Viewed from a distance, the pile of big read beans, or bags, on the east end of the 16th street pedestrian bridge, looks sort of like a pile of frosting or a Dr. Suess Christmas tree. Once you get closer, the color is a deep red that makes you think of blood and the limp elements look like sand bags, or melted candy. It's an image both disturbing and funny.
Lacking any other context, at the moment, than police tape, it's not clear whether the piece is a temporary exhibit, still unfinished, or some well-intentioned comment about the war. As I looked at the sculpture a man walking by muttered, "Body bags?".

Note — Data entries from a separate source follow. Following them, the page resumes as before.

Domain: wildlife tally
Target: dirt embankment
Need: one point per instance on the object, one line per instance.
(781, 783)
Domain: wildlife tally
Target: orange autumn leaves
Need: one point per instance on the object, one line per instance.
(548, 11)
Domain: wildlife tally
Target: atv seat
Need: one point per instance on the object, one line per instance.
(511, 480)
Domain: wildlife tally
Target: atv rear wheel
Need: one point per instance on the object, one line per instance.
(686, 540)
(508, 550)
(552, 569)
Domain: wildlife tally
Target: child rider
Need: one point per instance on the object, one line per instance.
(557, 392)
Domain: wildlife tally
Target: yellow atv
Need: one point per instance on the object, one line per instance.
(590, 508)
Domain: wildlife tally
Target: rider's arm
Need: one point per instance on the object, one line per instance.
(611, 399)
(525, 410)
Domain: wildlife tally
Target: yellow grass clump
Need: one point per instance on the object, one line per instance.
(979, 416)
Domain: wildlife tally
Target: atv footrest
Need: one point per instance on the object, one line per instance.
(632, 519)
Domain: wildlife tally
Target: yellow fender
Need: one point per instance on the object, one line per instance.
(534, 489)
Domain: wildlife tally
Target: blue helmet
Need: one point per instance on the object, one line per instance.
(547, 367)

Public art can serve a number of functions from creating beauty and repose in a busy place to asking questions and engaging citizens. And at this point, while I don't care for the piece much on its own, nestled in the looping concrete and steel ramp of the pedestrian bridge, it provides a jarring moment in the otherwise cleanly modern city stroll. It just gives you something to look at (in fact the color and shape demands that you look at it) pulling your eye way from the shops, apartments and city traffic all around you. This is active public art that demands a dialog. Not surprisingly, then, graffiti has already appeared, a sort of aesthetic comment left on the base of the piece like some urban blogger answering the boisterous argument of the original work.
I don't know if the bloody beans sculpture is any good. But it is fun!